Alors il murmura : — Que le ciel me protége !
Jeta sur le Caucase un regard attristé,
Et tirant sur ses yeux son bachelik de neige,
S’endormit pour l’éternité.


Là le poëte trouve moyen d’être à la fois railleur et grand, chose difficile, la raillerie et la grandeur étant presque toujours des qualités exclusives l’une de l’autre.

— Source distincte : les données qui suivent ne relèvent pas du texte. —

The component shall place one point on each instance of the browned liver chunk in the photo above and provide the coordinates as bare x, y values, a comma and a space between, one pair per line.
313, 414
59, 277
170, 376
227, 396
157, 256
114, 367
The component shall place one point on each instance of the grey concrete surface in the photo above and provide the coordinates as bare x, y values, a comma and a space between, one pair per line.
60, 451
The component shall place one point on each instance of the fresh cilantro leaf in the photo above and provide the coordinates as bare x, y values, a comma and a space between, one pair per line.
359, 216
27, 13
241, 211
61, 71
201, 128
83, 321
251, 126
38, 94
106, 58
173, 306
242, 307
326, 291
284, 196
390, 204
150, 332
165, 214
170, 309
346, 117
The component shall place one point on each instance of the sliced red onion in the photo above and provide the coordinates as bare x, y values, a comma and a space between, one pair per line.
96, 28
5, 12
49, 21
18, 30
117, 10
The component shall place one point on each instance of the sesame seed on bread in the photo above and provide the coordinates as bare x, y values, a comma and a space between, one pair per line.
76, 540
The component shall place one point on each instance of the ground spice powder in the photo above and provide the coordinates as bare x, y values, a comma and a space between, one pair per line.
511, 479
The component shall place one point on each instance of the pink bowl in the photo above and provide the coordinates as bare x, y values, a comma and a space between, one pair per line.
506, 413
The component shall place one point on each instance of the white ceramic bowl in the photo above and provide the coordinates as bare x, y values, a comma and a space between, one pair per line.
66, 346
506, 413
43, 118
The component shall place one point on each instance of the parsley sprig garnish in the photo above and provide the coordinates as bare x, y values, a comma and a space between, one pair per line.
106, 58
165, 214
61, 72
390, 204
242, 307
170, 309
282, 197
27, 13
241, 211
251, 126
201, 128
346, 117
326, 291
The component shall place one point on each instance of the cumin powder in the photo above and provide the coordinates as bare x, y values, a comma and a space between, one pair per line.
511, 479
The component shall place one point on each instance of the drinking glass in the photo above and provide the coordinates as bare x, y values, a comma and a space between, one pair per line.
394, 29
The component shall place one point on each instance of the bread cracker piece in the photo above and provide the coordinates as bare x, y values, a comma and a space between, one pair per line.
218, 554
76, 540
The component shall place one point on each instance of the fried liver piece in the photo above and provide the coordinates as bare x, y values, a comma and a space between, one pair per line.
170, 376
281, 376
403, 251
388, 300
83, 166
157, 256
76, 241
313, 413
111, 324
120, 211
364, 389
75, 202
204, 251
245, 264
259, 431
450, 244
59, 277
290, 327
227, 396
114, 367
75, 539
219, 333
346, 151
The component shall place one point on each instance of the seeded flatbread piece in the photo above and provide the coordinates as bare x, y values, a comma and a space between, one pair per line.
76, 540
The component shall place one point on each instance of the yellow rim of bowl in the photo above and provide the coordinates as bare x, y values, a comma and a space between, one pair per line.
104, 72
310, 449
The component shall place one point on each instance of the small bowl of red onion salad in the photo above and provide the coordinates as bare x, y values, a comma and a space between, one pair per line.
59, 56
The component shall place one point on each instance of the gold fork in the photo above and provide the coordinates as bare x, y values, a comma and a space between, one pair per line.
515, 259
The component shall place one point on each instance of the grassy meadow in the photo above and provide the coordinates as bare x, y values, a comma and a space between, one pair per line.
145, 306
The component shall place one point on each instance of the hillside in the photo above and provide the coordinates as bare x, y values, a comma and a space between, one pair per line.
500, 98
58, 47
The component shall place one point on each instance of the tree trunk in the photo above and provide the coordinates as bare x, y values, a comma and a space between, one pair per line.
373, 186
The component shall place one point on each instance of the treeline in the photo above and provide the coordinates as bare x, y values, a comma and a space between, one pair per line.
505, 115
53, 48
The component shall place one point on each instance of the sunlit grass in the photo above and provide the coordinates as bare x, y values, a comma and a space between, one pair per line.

Dans les trois ou quatre pièces que nous allons citer, il sera seulement mélancolique. Toutes ces pièces ont précédé sa mort de bien peu de temps. La comtesse Rostopchine nous a raconté qu’il en avait le pressentiment ; ce pressentiment, nous allons le retrouver presque à chaque vers.

Le rocher qui pleure.

Un nuage dormait sur le sein d’un rocher,
Le soir il avait pris sa poitrine pour gîte,
Le vent en fut jaloux et vint l’en arracher.
— Adieu, dit le nuage, il faut que je te quitte.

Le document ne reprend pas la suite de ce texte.